Today we are going to show you how to test for unequal variance between two samples using both drop-down menus and Stata commands. When performing some hypothesis tests you can be asked whether the variance for your two groups is unequal. If your variance is unequal but you run a hypothesis test that assumes equal variances you can get an unreliable result. It is recommended that you test for unequal variances before performing a hypothesis test.

As a new Stata user it is recommended that you start by using the Stata menus to perform your analysis. Each analysis, such as a t-test or variance test, will show up in your Review pane (on the left side of the Stata screen) as the equivalent Stata command. This allows you to begin learning the general structure of commands and how to use them. Once you become more familiar with commands you will find it is faster and easier to perform your analyses using commands.

I am going to use the Stata Example dataset auto.dta. I load this dataset using the following command:

sysuse auto.dta

Unequal Variance Test via Stata Menus:

Statistics > Summaries, tables, and tests > Classical tests of hypotheses > Variance-comparison test

Select “Two-sample using groups”, then select “mpg” under Variable name, and select “foreign” under Group variable name. Leave the confidence level as 95, which indicates a significance (p-value) of 0.05 as the cutoff.

Click OK

Unequal Variances Test via Stata Commands:

sdtest mpg, by(foreign)

Output:

Stata prints the following to the Results pane (in the centre of the Stata window):

For this example I have performed a variance ratio test on the mpg of foreign cars versus the mpg of domestic cars. The “foreign” variable is used to separate the cars into two groups, in this case the groups indicate whether the car observation was made overseas or domestically. If you are using this to determine whether you have unequal variances for a subsequent hypothesis test, make sure you use the same variables here as for your hypothesis test.

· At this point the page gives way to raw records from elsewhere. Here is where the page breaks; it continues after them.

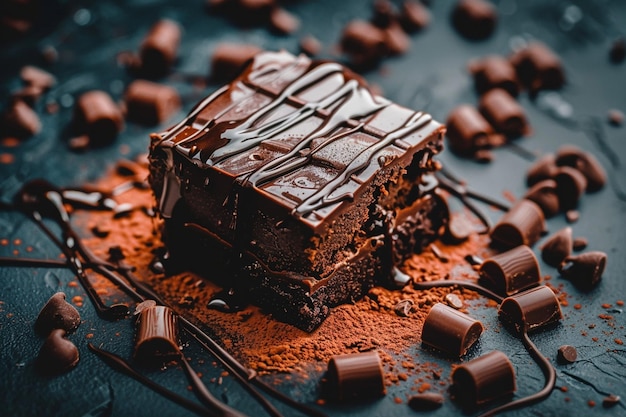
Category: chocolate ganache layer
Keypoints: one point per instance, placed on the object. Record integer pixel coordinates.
(298, 184)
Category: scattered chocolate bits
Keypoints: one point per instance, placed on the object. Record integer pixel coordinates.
(567, 354)
(57, 313)
(57, 355)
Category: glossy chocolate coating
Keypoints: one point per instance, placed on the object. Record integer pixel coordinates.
(531, 310)
(484, 379)
(523, 224)
(512, 271)
(357, 376)
(449, 330)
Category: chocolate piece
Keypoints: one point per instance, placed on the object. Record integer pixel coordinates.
(468, 130)
(57, 354)
(494, 71)
(357, 376)
(512, 271)
(97, 116)
(474, 19)
(531, 310)
(523, 224)
(450, 331)
(504, 113)
(544, 168)
(150, 103)
(313, 183)
(414, 16)
(566, 354)
(229, 59)
(426, 401)
(557, 247)
(159, 48)
(20, 120)
(545, 195)
(585, 162)
(538, 68)
(484, 379)
(584, 270)
(57, 314)
(157, 335)
(570, 186)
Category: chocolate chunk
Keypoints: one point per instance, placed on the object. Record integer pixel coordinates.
(523, 224)
(414, 16)
(484, 379)
(57, 314)
(468, 130)
(426, 401)
(504, 113)
(20, 120)
(570, 186)
(354, 377)
(159, 48)
(545, 195)
(150, 103)
(557, 247)
(157, 335)
(618, 51)
(57, 354)
(97, 116)
(538, 68)
(566, 354)
(474, 19)
(531, 310)
(229, 59)
(544, 168)
(450, 331)
(585, 162)
(584, 270)
(494, 71)
(512, 271)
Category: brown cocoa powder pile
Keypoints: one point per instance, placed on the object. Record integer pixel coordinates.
(270, 346)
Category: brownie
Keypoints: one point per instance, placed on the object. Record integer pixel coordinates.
(297, 184)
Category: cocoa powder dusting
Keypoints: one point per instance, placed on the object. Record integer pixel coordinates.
(270, 346)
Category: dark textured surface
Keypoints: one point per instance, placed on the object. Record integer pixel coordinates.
(432, 76)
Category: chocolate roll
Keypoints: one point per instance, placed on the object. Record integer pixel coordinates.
(538, 67)
(512, 271)
(531, 310)
(150, 103)
(584, 270)
(585, 162)
(97, 116)
(484, 379)
(545, 195)
(157, 335)
(494, 71)
(504, 113)
(557, 247)
(356, 376)
(523, 224)
(159, 48)
(450, 331)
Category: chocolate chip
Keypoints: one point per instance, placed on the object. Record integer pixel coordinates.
(566, 354)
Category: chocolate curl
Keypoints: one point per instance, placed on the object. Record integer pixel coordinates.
(512, 271)
(585, 162)
(484, 379)
(584, 270)
(531, 310)
(357, 376)
(157, 335)
(523, 224)
(449, 330)
(557, 247)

Looking at the table, the first column is called “Group” and it allows us to identify individual statistics for each group, as well as combined statistics. The second column is “Obs” which lists the number of observations per group (sample), in this case 52 domestic cars and 22 foreign cars for a combined total of 74 cars. The third column is “Mean” which shows the average mpg. The fourth column is “Std. Err.” which is the standard error of the mean. The fifth column is “Std. Dev.” which indicates the standard deviation from the mean. Finally, the last two columns show the negative and positive confidence intervals, for which there is a 95% certainty the mean is contained in that range.

Underneath the table are some summary statistics. The “ratio” indicates how the ratio was calculated, in this case the standard deviation of the domestic sample divided by the standard deviation of the foreign sample. The “f” gives us our f-statistic value, which is used to calculate the p-value (significance level). The “Ho” shows the null hypothesis, in this case that the ratio will be 1 (equal). Across from the null hypothesis is the degrees of freedom (used with the f statistic to calculate the p-value), which for this test are 51 (domestic) and 21 (foreign). The last line shows three different alternate hypotheses. The middle alternate hypothesis is “ratio != 1” which states that the ratio does not equal 1. This hypothesis has a p-value of 0.0549, which at a significance level of 0.05 means the ratio is not statistically significantly different from 1.

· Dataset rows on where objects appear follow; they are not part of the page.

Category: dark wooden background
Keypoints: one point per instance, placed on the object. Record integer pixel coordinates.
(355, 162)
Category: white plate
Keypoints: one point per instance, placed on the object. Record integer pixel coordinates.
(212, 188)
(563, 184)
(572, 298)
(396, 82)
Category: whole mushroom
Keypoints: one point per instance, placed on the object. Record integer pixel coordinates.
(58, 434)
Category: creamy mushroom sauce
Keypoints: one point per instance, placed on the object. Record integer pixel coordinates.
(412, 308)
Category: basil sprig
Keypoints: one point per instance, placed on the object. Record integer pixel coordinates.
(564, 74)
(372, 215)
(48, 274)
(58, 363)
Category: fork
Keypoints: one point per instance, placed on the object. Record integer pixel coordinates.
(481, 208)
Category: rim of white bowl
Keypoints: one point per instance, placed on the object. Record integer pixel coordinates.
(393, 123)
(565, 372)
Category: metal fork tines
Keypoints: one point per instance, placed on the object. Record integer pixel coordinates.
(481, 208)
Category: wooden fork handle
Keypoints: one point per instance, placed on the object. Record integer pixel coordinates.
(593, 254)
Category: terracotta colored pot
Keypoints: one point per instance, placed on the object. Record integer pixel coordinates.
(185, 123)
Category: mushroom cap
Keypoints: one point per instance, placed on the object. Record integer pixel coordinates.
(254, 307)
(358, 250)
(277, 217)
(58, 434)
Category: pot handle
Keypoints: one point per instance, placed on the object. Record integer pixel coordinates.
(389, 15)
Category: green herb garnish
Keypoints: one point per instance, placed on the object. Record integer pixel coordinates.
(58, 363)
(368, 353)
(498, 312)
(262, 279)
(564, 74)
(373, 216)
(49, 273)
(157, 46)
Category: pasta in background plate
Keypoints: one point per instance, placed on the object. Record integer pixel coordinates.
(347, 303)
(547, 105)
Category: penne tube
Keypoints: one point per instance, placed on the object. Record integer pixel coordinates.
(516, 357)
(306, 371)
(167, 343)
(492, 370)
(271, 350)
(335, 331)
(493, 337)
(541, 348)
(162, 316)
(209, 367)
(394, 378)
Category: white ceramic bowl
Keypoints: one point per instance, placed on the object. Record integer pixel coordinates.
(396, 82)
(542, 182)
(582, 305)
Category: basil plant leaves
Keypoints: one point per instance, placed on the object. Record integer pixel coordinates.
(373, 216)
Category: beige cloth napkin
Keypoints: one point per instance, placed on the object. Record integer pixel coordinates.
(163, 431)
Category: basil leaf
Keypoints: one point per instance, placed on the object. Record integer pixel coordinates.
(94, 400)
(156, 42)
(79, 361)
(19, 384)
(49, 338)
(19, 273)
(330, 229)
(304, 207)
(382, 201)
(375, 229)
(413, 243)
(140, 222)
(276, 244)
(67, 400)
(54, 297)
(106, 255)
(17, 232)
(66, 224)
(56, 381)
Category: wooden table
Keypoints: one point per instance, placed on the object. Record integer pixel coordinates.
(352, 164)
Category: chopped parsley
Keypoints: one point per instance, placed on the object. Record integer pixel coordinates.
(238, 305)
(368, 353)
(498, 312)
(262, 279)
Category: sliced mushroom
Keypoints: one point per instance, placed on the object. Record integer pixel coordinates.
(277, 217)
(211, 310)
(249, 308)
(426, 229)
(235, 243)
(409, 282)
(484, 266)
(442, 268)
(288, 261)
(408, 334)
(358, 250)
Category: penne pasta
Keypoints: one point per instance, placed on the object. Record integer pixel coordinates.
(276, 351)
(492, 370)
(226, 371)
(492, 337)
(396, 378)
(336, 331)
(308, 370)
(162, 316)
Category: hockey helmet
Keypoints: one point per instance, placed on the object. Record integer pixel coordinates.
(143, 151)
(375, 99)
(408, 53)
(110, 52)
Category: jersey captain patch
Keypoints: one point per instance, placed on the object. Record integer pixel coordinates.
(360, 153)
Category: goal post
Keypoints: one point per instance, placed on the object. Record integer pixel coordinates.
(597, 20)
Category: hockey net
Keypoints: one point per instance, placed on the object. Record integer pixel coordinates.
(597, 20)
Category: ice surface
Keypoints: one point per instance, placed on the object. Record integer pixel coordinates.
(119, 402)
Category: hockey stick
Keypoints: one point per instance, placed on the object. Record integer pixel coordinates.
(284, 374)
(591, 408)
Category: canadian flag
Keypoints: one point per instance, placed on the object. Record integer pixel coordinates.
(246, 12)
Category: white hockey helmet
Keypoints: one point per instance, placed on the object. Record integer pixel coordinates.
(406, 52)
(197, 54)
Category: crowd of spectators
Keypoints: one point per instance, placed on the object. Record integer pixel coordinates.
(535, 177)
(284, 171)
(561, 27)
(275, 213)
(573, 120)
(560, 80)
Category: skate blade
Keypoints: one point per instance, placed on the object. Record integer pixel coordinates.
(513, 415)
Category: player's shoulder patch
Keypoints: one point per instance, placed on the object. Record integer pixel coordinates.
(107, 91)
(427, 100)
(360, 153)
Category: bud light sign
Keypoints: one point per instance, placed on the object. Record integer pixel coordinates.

The two alternate hypotheses on the left and right are only of interest if the middle statistic is significant. In this example the middle p-value is not statistically significant so this is where our analysis stops. We can assume we have equal variance for the purpose of any subsequent hypothesis test. However, if the middle p-value was statistically significant, then the two alternate hypotheses will indicate whether the difference between the calculated ratio and 1 is greater than or less than 1. This allows you to draw some more specific conclusions about your data. For this example, if we got a significant p-value, we can then determine that it is statistically significant that the difference is less than (<) 1 (equation on the left) but not statistically significant that the difference is greater than (>) 1 (equation on the right). We can then use the original “ratio” equation to determine that the variance of foreign cars is statistically significantly higher than the variance of domestic cars. However, in this example that knowledge is irrelevant to our overall conclusion of equal variances.